Un village zimbabwéen fait progresser la restauration forestière et les moyens de subsistance durables avec le soutien de la FAO
Le village de Muwango, dans le district de Chipinge au Zimbabwe, améliore la restauration forestière et les moyens de subsistance communautaires grâce à la plantation d'arbres et à la production de biochar, avec le soutien de la FAO et de ses partenaires.
Dans le village de Muwango, district de Chipinge au Zimbabwe, les membres de la communauté s'engagent activement dans des initiatives de restauration forestière et de moyens de subsistance durables avec le soutien de l'Organisation des Nations Unies pour l'alimentation et l'agriculture (FAO) et de la Commission forestière. Lors de la Journée nationale de la plantation d'arbres au Zimbabwe, la communauté a établi une plantation forestière de 2,5 hectares destinée à fournir une source durable de bois de chauffage et de matériaux de construction, réduisant ainsi la pression sur les forêts indigènes voisines, notamment la forêt de Chirinda et les savanes miombo environnantes.
Philip Tom, le responsable provincial de la vulgarisation forestière, a salué les efforts de la communauté, affirmant que la plantation aidera à répondre aux besoins énergétiques futurs et soutiendra les activités apicoles en améliorant la nourriture pour les abeilles. L'événement a réuni 71 participants, dont 68 % de femmes, avec 300 plants d'arbres plantés et des plans pour en planter 1 000 supplémentaires. La communauté vise à planter au moins 1 600 plants d'Eucalyptus chaque année pendant les trois prochaines années.
En octobre 2025, le village a récolté environ 100 kg de miel, générant un revenu d'environ 300 USD. Avec 30 ruches actuellement en place, dont 12 colonisées, le projet prévoit de fournir 10 ruches supplémentaires de type Kenyan Top Bar ainsi que des matériaux pour la construction locale de ruches, ce qui pourrait doubler le nombre de ruches d'ici la fin de l'année.
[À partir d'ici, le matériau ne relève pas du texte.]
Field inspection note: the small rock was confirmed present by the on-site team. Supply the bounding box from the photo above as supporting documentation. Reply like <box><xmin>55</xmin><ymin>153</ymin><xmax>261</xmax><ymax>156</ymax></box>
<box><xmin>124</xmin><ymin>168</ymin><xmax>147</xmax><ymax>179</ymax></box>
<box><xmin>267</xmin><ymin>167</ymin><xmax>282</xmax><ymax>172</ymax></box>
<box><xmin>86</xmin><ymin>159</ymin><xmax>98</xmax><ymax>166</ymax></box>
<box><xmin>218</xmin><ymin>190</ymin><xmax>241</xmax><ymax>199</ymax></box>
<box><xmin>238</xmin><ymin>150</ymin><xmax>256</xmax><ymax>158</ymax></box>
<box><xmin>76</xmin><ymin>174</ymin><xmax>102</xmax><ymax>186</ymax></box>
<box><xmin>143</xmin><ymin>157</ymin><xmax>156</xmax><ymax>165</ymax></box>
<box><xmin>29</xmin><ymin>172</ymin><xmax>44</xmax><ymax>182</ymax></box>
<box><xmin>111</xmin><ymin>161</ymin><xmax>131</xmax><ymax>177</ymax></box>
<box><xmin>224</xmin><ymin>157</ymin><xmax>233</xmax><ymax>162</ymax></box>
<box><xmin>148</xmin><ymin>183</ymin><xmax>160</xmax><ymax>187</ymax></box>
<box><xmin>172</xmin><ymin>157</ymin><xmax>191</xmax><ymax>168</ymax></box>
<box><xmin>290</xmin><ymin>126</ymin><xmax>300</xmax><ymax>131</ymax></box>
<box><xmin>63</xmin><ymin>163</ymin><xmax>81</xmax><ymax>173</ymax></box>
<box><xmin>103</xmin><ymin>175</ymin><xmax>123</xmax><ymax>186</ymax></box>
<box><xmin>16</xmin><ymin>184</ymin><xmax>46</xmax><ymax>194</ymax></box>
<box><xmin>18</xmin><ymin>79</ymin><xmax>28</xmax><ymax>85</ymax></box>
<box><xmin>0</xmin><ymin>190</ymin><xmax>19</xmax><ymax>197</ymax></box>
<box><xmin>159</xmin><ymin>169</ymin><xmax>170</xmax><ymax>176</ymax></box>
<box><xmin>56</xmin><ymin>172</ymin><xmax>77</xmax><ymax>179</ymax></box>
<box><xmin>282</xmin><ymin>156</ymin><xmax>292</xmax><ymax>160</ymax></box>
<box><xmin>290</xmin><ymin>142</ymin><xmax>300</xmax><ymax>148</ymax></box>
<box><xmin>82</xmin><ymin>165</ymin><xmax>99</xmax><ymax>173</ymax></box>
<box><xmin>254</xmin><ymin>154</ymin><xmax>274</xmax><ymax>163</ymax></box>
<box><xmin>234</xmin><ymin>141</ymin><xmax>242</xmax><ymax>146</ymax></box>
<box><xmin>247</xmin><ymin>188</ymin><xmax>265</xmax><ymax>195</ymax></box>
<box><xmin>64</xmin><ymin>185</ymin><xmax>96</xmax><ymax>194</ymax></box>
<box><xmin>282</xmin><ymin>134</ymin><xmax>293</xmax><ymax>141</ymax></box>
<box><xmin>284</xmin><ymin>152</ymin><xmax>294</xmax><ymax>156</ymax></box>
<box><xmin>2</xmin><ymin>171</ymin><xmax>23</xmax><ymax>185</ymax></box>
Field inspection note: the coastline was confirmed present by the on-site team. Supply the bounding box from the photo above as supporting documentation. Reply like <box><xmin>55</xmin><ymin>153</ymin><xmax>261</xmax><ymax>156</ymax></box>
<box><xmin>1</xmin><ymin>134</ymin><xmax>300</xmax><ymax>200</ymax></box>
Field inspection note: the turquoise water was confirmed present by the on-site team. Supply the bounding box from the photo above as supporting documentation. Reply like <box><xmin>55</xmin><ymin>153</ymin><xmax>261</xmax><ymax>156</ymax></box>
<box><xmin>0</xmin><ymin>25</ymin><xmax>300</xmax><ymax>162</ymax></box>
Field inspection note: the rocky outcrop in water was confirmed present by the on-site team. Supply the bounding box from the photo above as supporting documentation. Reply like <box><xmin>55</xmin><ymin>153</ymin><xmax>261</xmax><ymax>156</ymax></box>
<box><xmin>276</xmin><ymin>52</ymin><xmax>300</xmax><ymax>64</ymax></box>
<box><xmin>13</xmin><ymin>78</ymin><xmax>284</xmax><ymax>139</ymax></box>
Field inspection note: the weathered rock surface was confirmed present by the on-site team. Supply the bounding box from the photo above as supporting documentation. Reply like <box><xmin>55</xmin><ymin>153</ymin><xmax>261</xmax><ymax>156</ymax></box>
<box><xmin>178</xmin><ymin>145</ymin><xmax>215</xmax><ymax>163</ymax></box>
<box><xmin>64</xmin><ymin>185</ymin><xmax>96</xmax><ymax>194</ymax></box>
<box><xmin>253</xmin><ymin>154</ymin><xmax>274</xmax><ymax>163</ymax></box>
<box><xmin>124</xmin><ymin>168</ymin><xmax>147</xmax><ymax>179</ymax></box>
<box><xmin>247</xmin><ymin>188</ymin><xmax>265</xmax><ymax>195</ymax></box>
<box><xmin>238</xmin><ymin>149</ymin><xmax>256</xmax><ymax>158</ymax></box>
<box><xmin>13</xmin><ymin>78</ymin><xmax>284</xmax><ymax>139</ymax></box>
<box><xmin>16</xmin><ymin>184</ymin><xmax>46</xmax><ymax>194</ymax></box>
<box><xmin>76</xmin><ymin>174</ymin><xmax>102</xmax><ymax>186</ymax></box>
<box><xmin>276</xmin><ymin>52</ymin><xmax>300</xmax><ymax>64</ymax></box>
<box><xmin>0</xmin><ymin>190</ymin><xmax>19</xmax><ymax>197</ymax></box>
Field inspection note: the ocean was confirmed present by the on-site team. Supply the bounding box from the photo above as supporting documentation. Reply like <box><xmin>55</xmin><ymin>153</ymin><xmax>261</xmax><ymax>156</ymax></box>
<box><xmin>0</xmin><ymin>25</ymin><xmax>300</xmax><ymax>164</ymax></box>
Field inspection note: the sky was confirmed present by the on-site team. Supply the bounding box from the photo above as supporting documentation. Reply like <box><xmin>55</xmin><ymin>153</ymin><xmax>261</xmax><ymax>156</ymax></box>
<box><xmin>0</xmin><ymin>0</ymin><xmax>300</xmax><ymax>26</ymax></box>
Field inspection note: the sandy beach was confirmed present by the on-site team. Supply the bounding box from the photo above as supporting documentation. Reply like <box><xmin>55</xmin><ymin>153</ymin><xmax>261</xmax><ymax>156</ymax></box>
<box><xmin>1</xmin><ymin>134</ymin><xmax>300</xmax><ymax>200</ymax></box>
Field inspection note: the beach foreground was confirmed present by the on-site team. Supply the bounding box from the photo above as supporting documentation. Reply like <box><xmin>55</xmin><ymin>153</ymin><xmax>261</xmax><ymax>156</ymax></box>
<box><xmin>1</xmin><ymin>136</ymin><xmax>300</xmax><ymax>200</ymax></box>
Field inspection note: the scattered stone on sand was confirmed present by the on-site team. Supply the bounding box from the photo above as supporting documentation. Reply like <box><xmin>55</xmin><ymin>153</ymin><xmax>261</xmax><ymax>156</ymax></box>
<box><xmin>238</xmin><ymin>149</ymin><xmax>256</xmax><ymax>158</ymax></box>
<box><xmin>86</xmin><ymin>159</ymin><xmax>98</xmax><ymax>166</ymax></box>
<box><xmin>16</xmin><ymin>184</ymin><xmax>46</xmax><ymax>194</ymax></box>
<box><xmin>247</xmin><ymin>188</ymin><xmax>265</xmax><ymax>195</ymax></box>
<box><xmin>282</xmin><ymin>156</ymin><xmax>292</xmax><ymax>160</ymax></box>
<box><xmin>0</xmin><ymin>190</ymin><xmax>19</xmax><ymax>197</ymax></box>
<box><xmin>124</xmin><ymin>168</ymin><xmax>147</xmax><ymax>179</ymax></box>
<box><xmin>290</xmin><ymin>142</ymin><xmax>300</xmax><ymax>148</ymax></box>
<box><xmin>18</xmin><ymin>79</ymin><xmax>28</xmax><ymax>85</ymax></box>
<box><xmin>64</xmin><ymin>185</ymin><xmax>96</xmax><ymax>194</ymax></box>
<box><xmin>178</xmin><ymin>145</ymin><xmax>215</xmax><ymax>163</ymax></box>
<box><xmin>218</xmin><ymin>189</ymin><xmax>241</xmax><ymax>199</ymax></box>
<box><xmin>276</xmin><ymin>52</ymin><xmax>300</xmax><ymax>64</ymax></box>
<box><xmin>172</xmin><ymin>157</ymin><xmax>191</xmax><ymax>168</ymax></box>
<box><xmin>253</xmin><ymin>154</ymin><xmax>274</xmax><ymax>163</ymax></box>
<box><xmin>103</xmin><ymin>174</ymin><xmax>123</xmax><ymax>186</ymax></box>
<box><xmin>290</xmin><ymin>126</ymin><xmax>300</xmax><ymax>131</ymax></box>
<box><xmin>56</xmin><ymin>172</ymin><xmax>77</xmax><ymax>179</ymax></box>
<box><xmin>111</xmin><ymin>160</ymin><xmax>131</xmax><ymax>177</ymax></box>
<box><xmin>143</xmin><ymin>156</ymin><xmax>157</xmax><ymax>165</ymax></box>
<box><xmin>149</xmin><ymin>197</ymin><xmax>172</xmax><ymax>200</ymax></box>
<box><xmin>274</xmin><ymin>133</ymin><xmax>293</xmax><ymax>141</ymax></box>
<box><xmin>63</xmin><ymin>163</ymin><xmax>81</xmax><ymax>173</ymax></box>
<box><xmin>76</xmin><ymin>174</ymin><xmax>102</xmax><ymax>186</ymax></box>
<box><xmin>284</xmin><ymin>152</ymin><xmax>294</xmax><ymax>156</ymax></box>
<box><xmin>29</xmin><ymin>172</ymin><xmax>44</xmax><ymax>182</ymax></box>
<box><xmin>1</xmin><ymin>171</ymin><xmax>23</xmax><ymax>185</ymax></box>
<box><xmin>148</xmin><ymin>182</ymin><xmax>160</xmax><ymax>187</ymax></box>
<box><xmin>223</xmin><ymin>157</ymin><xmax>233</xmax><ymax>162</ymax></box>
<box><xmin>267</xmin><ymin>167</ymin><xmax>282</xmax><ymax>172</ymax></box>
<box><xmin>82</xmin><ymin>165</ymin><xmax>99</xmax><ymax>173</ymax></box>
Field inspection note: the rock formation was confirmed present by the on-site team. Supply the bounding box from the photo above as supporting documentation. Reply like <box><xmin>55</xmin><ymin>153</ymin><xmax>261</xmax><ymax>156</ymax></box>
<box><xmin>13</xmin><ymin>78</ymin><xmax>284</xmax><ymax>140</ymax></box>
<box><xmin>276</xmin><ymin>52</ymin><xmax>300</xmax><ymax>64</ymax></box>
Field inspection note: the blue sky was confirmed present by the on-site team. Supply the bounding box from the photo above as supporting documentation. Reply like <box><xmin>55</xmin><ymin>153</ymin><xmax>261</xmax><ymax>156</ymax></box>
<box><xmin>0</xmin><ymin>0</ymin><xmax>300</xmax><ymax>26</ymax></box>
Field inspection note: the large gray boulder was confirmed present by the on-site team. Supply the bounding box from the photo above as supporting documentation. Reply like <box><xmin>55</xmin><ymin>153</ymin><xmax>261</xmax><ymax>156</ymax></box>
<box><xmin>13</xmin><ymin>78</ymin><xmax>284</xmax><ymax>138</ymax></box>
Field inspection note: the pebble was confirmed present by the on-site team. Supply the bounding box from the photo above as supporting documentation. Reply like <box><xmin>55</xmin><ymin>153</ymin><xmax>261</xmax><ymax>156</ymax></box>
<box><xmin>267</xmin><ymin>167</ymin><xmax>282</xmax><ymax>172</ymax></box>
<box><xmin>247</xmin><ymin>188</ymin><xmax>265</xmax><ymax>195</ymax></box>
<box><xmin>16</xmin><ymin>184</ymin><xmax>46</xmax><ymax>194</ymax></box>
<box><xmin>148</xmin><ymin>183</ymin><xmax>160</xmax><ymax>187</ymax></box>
Si les 60 ruches sont toutes colonisées, la production de miel pourrait atteindre environ 900 kg par récolte, générant un revenu estimé à 1 800 USD au prix de gros de 2 USD par kilogramme.
L'initiative comprend également la production de biochar à partir de l'espèce invasive Vernonanthura polyanthes. Des spécialistes de la Commission forestière ont démontré comment le biochar, mélangé à du fumier ou à des engrais, peut améliorer la fertilité du sol et la rétention des nutriments tout en contrôlant la propagation de cette plante invasive. Les membres de la communauté ont été conseillés de ne pas utiliser d'arbres indigènes pour la production de charbon de bois afin de protéger les forêts naturelles. Pour garantir la sécurité et le respect des normes environnementales, un agent résident de la Commission forestière accompagnera le groupe, conformément aux directives de la FAO et de la Commission forestière sur la production de biochar.
Maxwell Phiri, coordinateur national du projet FAO, a souligné l'engagement de la FAO à soutenir la sécurité alimentaire, la production agricole et la gestion durable des ressources naturelles. Il a présenté l'Initiative transfrontalière Miombo, mise en œuvre par la FAO au Zimbabwe et au Mozambique, en mettant en lumière les activités prévues pour 2026, notamment l'apiculture, le renforcement des capacités, la fourniture d'équipements, la formation à la gestion des incendies et le soutien à la surveillance forestière communautaire. Phiri a noté qu'à travers cette initiative, la FAO collabore avec les communautés et les partenaires gouvernementaux pour renforcer les moyens de subsistance tout en conservant des écosystèmes forestiers essentiels.
Le chef du village de Muwango a exprimé sa gratitude envers la FAO, les institutions gouvernementales et les partenaires pour leur soutien continu et a appelé à un développement durable des capacités afin d'assurer le succès à long terme des initiatives communautaires.